Within this technique are two approaches that allow you to take advantage of these exemptions and reduce your GDPR overhead:

  • Anonymization: is defined in Article 26 of the GDPR as the “data subject is not or no longer identifiable”. Anonymization is a high bar to achieve and requires specialist techniques. However, anonymization is becoming an essential part of health data stored within Cloud repositories and accessible to multiple teams as part of medical research.
  • Pseudonymization: is defined in Article 4 of the GDPR as the “processing of personal data in such a manner that the personal data can no longer be attributed to a specific data subject without the use of additional information, provided that such additional information is kept separately”. Pseudonymization is the technique used to remove links between the data and the data subject.

The exemptions for de-identifying data offered by the GDPR either lighten the weight of the requirement (as in pseudonymization) or remove the need to comply with GDPR altogether (as in anonymization). Of course, the technical application of either method is a challenge in its own right.

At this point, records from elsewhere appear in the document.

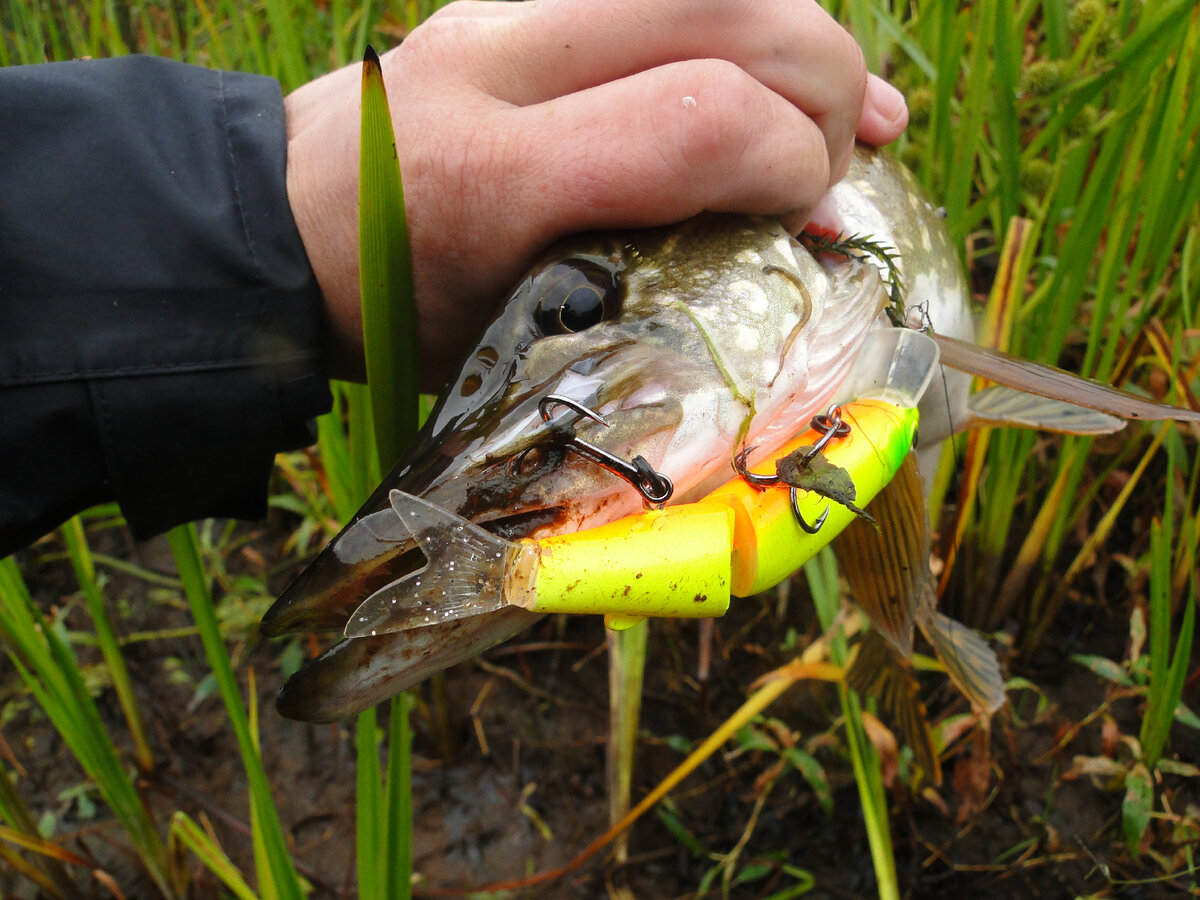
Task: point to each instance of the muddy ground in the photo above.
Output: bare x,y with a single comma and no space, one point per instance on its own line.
515,783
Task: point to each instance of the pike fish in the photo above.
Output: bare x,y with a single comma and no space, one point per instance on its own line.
665,352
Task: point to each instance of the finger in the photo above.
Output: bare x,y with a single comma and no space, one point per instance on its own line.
552,48
699,135
885,113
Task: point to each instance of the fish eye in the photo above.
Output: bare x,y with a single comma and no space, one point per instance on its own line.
575,295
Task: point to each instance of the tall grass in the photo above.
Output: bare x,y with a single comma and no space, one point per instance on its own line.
1065,131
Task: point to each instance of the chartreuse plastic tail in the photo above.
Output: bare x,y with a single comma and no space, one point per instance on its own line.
682,562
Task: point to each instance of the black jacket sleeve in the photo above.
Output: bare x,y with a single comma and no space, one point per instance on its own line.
160,324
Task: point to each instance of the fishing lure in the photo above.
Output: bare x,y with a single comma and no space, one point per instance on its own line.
684,561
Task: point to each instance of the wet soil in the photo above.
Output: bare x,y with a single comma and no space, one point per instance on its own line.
514,784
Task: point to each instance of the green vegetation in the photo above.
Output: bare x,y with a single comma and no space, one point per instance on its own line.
1061,139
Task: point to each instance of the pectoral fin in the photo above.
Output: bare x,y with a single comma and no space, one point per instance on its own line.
887,563
970,663
885,675
889,579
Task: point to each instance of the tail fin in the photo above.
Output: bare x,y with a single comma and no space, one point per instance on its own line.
1015,408
463,575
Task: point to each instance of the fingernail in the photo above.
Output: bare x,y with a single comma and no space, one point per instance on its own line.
887,101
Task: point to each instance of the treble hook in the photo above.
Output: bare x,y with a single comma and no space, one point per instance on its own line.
831,426
654,486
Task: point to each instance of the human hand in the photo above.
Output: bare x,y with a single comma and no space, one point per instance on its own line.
517,124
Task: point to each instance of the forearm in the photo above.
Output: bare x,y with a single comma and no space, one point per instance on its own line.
160,325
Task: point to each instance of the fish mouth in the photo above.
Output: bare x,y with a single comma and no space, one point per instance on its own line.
513,490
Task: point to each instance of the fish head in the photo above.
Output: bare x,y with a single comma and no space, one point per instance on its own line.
682,343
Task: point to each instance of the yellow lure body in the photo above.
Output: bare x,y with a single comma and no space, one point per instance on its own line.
688,561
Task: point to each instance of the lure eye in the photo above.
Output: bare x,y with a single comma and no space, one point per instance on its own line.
576,295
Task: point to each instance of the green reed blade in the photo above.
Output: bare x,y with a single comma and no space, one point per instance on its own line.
1168,670
186,833
52,675
389,334
822,576
276,874
385,275
106,636
627,670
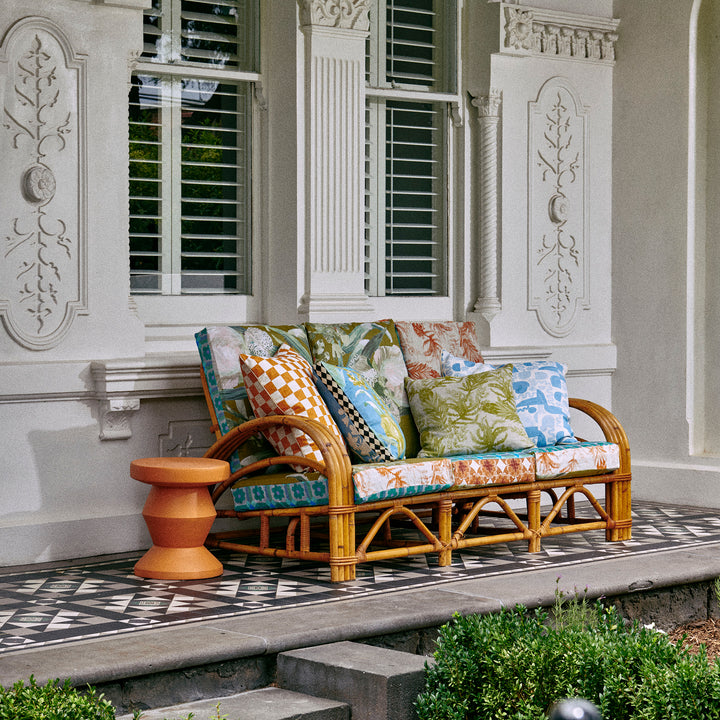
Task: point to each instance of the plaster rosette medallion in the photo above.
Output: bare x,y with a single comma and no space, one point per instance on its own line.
557,207
345,14
42,233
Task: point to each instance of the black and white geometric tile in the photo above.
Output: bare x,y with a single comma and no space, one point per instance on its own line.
51,605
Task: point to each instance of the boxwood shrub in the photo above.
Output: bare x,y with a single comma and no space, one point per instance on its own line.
53,701
513,665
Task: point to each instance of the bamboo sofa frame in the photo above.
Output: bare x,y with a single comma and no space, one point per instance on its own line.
443,521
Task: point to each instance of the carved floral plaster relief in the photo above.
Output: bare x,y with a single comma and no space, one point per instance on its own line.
42,243
557,202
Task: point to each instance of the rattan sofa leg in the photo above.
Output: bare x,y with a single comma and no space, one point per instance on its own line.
618,506
444,513
534,520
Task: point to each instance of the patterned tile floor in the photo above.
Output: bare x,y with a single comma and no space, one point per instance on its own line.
57,603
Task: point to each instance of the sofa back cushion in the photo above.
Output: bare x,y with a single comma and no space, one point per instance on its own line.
423,342
371,349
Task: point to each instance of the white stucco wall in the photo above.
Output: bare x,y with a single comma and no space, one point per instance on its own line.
123,380
657,289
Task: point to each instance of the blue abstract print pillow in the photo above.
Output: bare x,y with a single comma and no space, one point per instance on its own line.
541,396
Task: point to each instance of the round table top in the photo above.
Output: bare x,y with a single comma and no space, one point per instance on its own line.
178,471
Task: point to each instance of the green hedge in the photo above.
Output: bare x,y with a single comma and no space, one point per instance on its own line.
514,664
52,702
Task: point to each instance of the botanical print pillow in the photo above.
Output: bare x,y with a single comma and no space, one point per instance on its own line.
364,419
461,416
284,385
541,396
373,350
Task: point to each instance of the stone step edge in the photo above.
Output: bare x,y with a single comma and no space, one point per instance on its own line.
269,703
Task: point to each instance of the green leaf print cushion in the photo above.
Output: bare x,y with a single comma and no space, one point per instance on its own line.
462,416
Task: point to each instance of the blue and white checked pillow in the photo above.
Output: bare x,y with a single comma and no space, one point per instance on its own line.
541,396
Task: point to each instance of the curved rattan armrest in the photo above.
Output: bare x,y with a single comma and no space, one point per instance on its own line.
610,426
336,463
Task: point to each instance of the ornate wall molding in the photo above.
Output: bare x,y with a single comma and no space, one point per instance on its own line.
557,206
536,31
345,14
43,275
488,303
185,438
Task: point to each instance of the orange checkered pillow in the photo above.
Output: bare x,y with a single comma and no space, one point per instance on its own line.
284,385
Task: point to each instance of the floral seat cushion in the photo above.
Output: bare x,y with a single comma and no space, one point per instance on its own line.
576,459
493,468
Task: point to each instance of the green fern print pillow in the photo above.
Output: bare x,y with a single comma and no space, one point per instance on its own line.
463,416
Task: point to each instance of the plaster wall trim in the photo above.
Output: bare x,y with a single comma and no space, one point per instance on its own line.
43,268
582,360
120,385
558,206
676,483
550,33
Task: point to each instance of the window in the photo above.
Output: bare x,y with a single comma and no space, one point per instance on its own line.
410,85
190,148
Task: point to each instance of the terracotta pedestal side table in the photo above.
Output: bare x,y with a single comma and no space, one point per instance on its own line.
179,514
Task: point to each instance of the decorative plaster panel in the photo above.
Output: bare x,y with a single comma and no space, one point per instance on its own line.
557,206
546,32
186,438
488,303
347,14
42,257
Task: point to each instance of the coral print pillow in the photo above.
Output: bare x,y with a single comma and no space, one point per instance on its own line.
541,396
284,385
463,416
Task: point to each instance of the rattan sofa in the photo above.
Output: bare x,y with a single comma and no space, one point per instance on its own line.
323,510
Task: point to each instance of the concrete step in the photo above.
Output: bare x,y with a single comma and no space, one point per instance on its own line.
269,703
377,683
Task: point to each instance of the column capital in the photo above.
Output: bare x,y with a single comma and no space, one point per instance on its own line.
342,14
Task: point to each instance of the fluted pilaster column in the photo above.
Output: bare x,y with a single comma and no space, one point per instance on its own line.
488,303
334,102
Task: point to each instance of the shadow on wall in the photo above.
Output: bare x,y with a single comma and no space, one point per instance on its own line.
75,499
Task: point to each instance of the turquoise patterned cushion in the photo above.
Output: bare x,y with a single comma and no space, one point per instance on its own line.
365,420
541,396
280,491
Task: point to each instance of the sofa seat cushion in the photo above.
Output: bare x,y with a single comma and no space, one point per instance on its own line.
415,476
494,468
576,459
423,342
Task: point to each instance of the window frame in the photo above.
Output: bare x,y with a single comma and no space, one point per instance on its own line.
170,317
378,91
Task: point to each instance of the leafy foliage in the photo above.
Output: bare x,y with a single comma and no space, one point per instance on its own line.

Anonymization and Identity

Anonymized or pseudo anonymized data is a two-edged sword and not always appropriate. However, we should strive to apply it wherever possible. For example, in consumer identity, it is possible to have an identity that has been checked against data sources, to establish the probability that the owner of the identity, is who they say they are, to a high degree. Once you have established that identity to a high degree, I would argue that there is no real value in needing to recheck data or even to need detailed attribute information. This means that the user’s data could be securely deleted from the system.

For example, a service, selling age controlled products, may need to know that the user is over 21. They should, however not be able to link this attribute back to an individual, but should be able to release resource access. If you need further information at a later date, for example, if the user moves to a new country, you can establish this change, privacy enhance the domicile attribute, and share under anonymized or at the least pseudonymised conditions.

The above scenarios fall short for marketing purposes. Identity data is a commodity, and knowing who you are marketing to may well be worth paying the GDPR price to ensure privacy. Having the option to de-identify data, is, however, important.

The UK Information Commissioner's Office (ICO) has a useful wizard type guide to “Getting ready for the GDPR”.